By press time, it had completed a full circle and was back to trading around the same $30k level. After noting almost negligible deviations on the weekly and daily window, the king coin was trading at $30.1k on Thursday.
Even though the direction of the next step forward from here on remains to be unclear, the macro-trend remains to be bearish, and metrics like the NUPL suggest that Bitcoin would go down to the $20,500 range before an actual recovery sets in.
Glitter shines only in the dark, right?
Even though Bitcoin’s prospects do not seem to be all that appealing at the moment, there are quite a few factors—mostly positive—that fundamentally make the current Bitcoin bear market phase different.
To begin with, let’s analyze the state of the illiquid supply. Essentially, whenever Bitcoins are kept in cold wallets that are off exchanges, the supply becomes illiquid, for it is considered to represent long-term HODLings that aren’t available for selling or trading. The illiquid supply, however, is a part of the circulating supply. So, per the thumb rule, the higher the illiquid supply, the better, for it means the macro HODLing trend is in place.
During bear market cycles in the past, long-term HODLers have capitulated out of fear and abandoned their Bitcoins. From the end of 2017 to the whole of 2018 when BTC shed value and was trading in a bear market, the illiquid supply noted a decline alongside. The same can be evidenced below.
With the market evolving and HODLers understanding the essence of clinging on to their coins for longer durations, they have—at this stage—already started taking custody of their HODLings. As a result, even amidst the falling prices, the illiquid supply has been rising of late. The divergence on the chart below justifies the same.
Another important-intertwined factor to consider at this stage is the macro rise in the number of accumulating addresses. Using Glassnode’s data, a particular user took Twitter to highlight,
“Never before in the history of bitcoin has the number of accumulating addresses crossed up past the price on a chart... This may be the start of the biggest bullrun bitcoin has ever seen.“
Et Tu, Bitcoin Lightning Network?
Even though the aforesaid datasets quite evidently highlight Bitcoin’s rising adoption, it wouldn’t be fair to turn a blind eye towards the other feather in Bitcoin’s hat—the improving lightning network capacity.
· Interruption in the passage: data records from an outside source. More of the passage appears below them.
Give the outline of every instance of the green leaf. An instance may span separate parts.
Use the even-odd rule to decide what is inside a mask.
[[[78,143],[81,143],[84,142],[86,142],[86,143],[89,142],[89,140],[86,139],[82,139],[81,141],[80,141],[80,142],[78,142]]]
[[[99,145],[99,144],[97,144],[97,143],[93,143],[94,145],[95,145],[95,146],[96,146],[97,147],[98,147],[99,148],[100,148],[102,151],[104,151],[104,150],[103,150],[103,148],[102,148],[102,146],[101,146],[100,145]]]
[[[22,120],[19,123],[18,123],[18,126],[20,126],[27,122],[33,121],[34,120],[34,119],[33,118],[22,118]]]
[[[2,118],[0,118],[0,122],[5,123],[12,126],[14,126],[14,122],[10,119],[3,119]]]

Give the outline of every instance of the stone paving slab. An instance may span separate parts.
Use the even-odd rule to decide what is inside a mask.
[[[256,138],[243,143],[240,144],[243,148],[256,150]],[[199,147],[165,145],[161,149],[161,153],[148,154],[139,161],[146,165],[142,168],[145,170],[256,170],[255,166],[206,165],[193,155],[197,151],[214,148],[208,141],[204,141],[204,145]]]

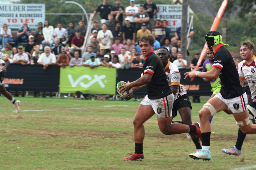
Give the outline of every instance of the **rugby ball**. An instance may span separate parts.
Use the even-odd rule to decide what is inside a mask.
[[[127,93],[127,91],[124,91],[123,94],[121,93],[120,90],[122,89],[122,86],[123,86],[125,84],[126,84],[127,83],[125,82],[121,81],[119,82],[116,85],[116,90],[117,91],[117,92],[120,96],[120,97],[124,99],[128,100],[130,100],[132,98],[132,96],[133,95],[133,92],[132,91],[132,89],[130,90],[128,93]],[[119,88],[119,86],[121,85],[120,87]]]

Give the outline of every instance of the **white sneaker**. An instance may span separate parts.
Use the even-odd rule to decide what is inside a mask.
[[[16,100],[14,103],[14,107],[16,111],[16,113],[19,113],[19,104],[20,104],[20,101],[19,100]]]

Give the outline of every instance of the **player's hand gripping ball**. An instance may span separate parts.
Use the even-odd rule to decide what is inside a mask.
[[[127,91],[124,91],[123,94],[121,93],[120,90],[122,89],[122,86],[123,86],[125,84],[126,84],[127,83],[123,81],[119,82],[116,85],[116,90],[117,91],[117,92],[120,95],[120,97],[125,100],[130,100],[132,98],[132,96],[133,95],[133,92],[132,91],[132,89],[131,89],[127,93]],[[119,88],[119,86],[121,85],[120,88]]]

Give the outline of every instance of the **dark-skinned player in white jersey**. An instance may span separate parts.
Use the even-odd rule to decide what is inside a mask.
[[[195,159],[210,160],[211,124],[209,118],[216,113],[226,109],[230,109],[236,124],[244,133],[256,133],[256,124],[250,122],[247,109],[247,96],[240,85],[237,69],[229,52],[223,46],[221,35],[216,31],[210,31],[205,36],[208,49],[214,52],[214,62],[210,71],[205,72],[191,71],[185,73],[185,79],[197,76],[208,79],[221,79],[219,92],[204,105],[199,112],[202,147],[199,152],[191,153]]]
[[[179,123],[172,123],[172,110],[173,94],[169,87],[162,64],[153,51],[155,37],[145,34],[138,40],[138,44],[144,58],[141,77],[122,86],[122,92],[139,89],[145,85],[147,95],[141,101],[133,118],[134,138],[135,152],[123,159],[126,161],[139,160],[144,159],[143,144],[145,136],[143,123],[155,114],[161,132],[165,135],[190,133],[201,138],[199,125],[187,125]],[[121,86],[120,87],[121,87]]]

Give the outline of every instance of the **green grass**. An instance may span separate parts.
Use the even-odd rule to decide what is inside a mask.
[[[193,122],[199,121],[208,99],[192,103]],[[256,164],[255,135],[247,135],[240,157],[221,152],[234,145],[238,131],[233,116],[223,112],[212,122],[209,162],[190,158],[192,141],[186,134],[162,134],[155,115],[144,124],[144,160],[127,162],[123,157],[134,150],[132,119],[139,102],[16,99],[18,114],[0,97],[1,169],[230,169]]]

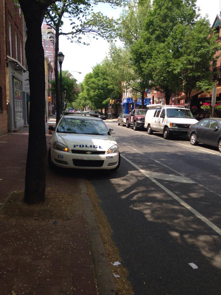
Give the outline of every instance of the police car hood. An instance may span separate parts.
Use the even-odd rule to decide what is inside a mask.
[[[195,124],[198,121],[195,119],[189,119],[188,118],[173,118],[171,117],[168,118],[170,122],[177,124]]]
[[[117,143],[111,135],[91,135],[59,133],[56,134],[57,140],[62,142],[69,150],[100,150],[107,152]],[[96,136],[96,138],[95,138]]]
Bitcoin’s L2 scaling solution, as such, aids users make payments with minimal transaction fees.
Per a recent Arcane Research report, in the period between 26 April to 7 June, the public capacity on the Lightning Network has grown by 321 BTC. The same essentially represents a 9% growth. In fact, the growth registered in May is the fastest since October last year.
Outlining what this means in terms of adoption, the report highlighted,
“The growing public capacity on Lightning suggests a growing adoption of the Lightning Network.“
Thus, despite it being winter, Bitcoin is already in a period of accelerated growth. And investors—for a change—instead of caring about the short-term action, can lean behind and take a breather, for Bitcoin’s future pretty much seems to be shielded.